The diagnosis that March day hit the family hard, but it didn't take long for her brother to bounce back, Rosson said.
She recalled a stop at a Logan's Roadhouse restaurant as she, Allan and their mother, Mildred Carr, made their emotional return home from the facility in Nashville.
'We were sitting there, all real quiet," she said. "He looked up at us both and he said, 'I ain't gotta go to work no more.'
"We all just started laughing.

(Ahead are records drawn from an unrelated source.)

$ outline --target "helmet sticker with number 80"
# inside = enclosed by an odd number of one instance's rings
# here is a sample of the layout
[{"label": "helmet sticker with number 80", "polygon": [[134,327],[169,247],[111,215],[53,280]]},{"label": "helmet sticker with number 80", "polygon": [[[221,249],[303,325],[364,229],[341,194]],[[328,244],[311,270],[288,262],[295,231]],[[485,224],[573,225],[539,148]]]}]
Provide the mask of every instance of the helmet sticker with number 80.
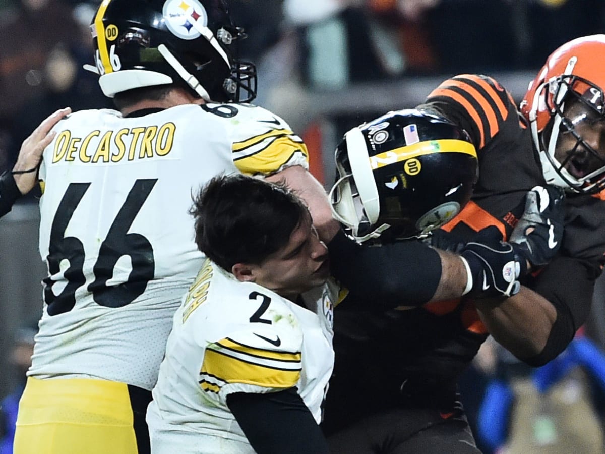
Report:
[{"label": "helmet sticker with number 80", "polygon": [[106,38],[107,41],[115,41],[116,38],[117,38],[117,26],[114,25],[113,24],[110,25],[108,25],[107,28],[105,29],[105,38]]},{"label": "helmet sticker with number 80", "polygon": [[416,159],[408,159],[404,164],[404,170],[408,175],[417,175],[422,169],[420,161]]}]

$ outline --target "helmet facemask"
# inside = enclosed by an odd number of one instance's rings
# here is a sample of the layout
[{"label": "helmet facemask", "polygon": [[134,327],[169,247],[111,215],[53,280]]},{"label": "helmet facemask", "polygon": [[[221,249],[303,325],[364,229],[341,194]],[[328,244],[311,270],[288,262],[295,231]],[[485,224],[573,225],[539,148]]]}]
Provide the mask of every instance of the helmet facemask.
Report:
[{"label": "helmet facemask", "polygon": [[547,89],[553,100],[551,119],[540,133],[532,124],[546,182],[578,192],[600,192],[605,188],[603,92],[573,74],[545,83],[536,98]]},{"label": "helmet facemask", "polygon": [[363,133],[359,128],[353,128],[345,135],[342,145],[336,151],[337,179],[329,195],[332,214],[351,237],[362,243],[378,238],[390,226],[374,226],[380,200]]}]

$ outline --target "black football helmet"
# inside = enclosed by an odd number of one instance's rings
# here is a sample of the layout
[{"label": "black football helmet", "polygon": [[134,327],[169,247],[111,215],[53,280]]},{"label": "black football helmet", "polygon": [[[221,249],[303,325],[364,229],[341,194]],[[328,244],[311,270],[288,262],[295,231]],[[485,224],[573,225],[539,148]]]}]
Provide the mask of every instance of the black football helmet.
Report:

That kind of humor has helped us a whole lot, and he keeps us laughing," she said.
Carr said he gets spiritual strength from God and his church family and is inspired by an uncle he calls a "tough old bird" who "walks the walk" in his own battles against some similar disabilities.
"I ain't going to lay down for it," Carr said.
While a parent's role is to get the most from his children, Carr said he's spending his time laughing and loving daughter Lindsay and son Gage.
Lindsay, 17, bounced into the room fresh from school with a kiss for her dad.
The reporter in the house, he told her with a sly grin, was there to do a story on her and her messy room.
"I forget about it sometimes because we're always laughing and joking," Lindsay said of her father's illness. "I think he inspires a lot of people with his positive outlook; the way he doesn't feel sorry for himself and the way he puts everybody else first."
Carr said his battle has opened Lindsay's and Gage's eyes to other people's problems. They have seen the impact community support has had on their family and what it could do for others.
On Sequatchie County High's football team, lifelong schoolmate Kenneth Ewton was an offensive guard playing beside Carr, who played tackle. The two played defense, too, with Carr a lineman and Ewton an outside linebacker.
They've always had each other's backs.
About a year before the diagnosis, Carr called Ewton to see about a job with the railroad and the two were teamed up again at Norfolk Southern.
Norfolk Southern workers often take up philanthropic efforts to help people in need, but Carr struck a special chord because of his selfless nature and relentless positive attitude.
"He's always somebody who's just fun to be around. He's always cutting up and cracking jokes," Ewton said.
For those who have helped, "it's a reality check. Anybody could be in this same situation. You need to always be thankful for what you have," he said.
His friend's battle with ALS has strengthened his faith and Carr's faith, too, Ewton said.
"The good Lord has really picked him up and ushered him through this," he said.
Called "Coach Carr" by members of the Little League football team he coached, Carr said even his youngest supporters have responded with such heart that he's inspired.
"I always told them to go hard till the whistle blows. It's time to practice what I preach," Carr said. "I've had so much support there's no excuse for not fighting."